– Nada constructivo.
Sy suspiró.
– Escucha, Piet, antes me preguntaste si yo hubiera hecho venir a Bob Parsons desde Roma para seguir la pista de un soplo como este. Francamente te diré que no. Tenemos un corresponsal en Marsella y lo más probable es que le hubiera encargado que hiciese las averiguaciones oportunas. El caso es que el viejo te ha encargado a ti esta faena.
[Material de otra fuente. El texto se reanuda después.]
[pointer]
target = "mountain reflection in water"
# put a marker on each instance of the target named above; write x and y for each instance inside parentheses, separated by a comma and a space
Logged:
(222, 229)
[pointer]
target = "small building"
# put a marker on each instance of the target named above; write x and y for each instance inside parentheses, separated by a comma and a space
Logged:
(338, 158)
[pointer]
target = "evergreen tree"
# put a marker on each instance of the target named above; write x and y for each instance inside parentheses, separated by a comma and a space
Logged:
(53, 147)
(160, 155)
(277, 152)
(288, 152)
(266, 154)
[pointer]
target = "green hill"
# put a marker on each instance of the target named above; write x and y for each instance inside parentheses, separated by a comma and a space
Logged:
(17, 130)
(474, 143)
Los dos sabemos por qué: porque quiere demostrar que eres un incompetente. Muy bien, pues no dejes que lo haga. Él no espera milagros de ti. Todo lo que tienes que hacer es encontrar a ese Sanger y asegurarte de que no puede conducirnos a la chica. Así, los dos estamos a salvo. ¿De acuerdo?
– ¿Y cómo sugieres que lo consiga?
– Eso está mejor, muchacho -dijo mirando su reloj-. Hay un avión para Marsella a las seis o a las siete. Dile a Antoinette que te coja un billete y te reserve una habitación para la noche en un hotel. Por la mañana, alquila un coche, dirígete a Séte y empieza a investigar.
– Mañana es domingo. La mairie estará cerrada.
– Al diablo con la mairie. Sería igual que si fueras directamente a la policía y le dijeras a lo que vas. No, empieza por los cafés y las gasolineras. No digas que eres periodista. Podría correrse la voz y algún periodista local empezaría a meter la nariz. Inventa un cuento. Di que eres inspector de seguros que busca a un testigo desaparecido. Tu francés es bastante bueno para eso. O di que tratas de encontrar a un viejo mozo del ejército. Tal vez esto les guste más.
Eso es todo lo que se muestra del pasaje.